4. Eid is Accused of Being Too Close to Big Corporations and Energy Companies
Senator Elizabeth Warren spoke out against Eid’s nomination to the 10 Circuit Court of Appeals, saying that Eid “has used her power as a state Supreme Court Justice to shield corporations from accountability. She has voted to make it harder for individuals to bring class action lawsuits against huge corporations that break the law.”
The League of Conservation Voters, which scrutinizes public officials’ behavior on environmental issues, says that Eid has a terrible record when it comes to environmental and public health laws. They note that she has a record of siding with oil companies to make it easy for them to obtain drilling permits.
The group warned that, “if Eid is confirmed to serve a lifetime appointment on the federal bench, it could prove disastrous for environmental laws and regulations.”
The organization Alliance for Justice also blasted Eid’s environmental record. The group pointed to Eid’s decision in the case of Larson v. Sinclair Transp. Co. In that case, Eid dissented from the majority and ruled that the oil company in the case could use “eminent domain” to build a gasoline pipeline.
Alliance for Justice pointed out that Eid has also opposed letting groups use eminent domain to build public parks on otherwise unused or condemned land.

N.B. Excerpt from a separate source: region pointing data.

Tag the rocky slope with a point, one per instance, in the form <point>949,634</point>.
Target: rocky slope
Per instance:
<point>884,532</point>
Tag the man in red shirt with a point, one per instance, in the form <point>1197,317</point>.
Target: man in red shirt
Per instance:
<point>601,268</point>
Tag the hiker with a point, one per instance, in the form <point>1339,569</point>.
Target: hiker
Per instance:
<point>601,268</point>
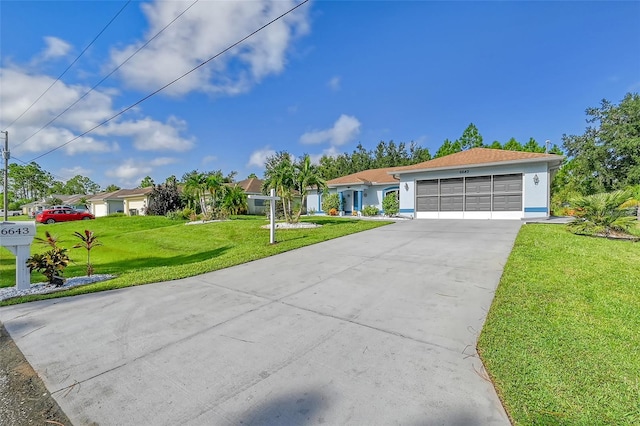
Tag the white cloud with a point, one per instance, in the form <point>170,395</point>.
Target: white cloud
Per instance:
<point>332,151</point>
<point>19,89</point>
<point>162,161</point>
<point>151,135</point>
<point>334,84</point>
<point>209,159</point>
<point>130,170</point>
<point>69,172</point>
<point>259,157</point>
<point>202,32</point>
<point>55,48</point>
<point>344,130</point>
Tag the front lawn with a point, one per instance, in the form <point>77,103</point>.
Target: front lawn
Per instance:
<point>562,338</point>
<point>147,249</point>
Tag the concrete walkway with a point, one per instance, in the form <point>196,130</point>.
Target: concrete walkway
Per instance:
<point>376,328</point>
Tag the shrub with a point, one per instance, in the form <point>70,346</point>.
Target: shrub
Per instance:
<point>370,211</point>
<point>88,240</point>
<point>390,204</point>
<point>602,214</point>
<point>330,201</point>
<point>50,263</point>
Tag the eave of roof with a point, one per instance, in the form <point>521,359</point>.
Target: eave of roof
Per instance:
<point>479,157</point>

5. The Native American Bar Association Supports Eid
When Eid was being considered for a spot on the Tenth Circuit Court of Appeals, the Native American Bar Association published an open letter supporting her. The letter noted that “Justice Eid has demonstrated deep understanding of federal Indian law and policy matters, as well as significant respect for tribes as governments.”
The association praised Eid’s decision in the case of Pawnee Well Users v. Wolfe, a water rights case, and in the Indian Child Welfare Act. The group also praised Eid for her support of tribal rights to operate casinos.
Eid’s husband, Troy, specializes in Federal Indian law and Native American and Alaska Native tribal law.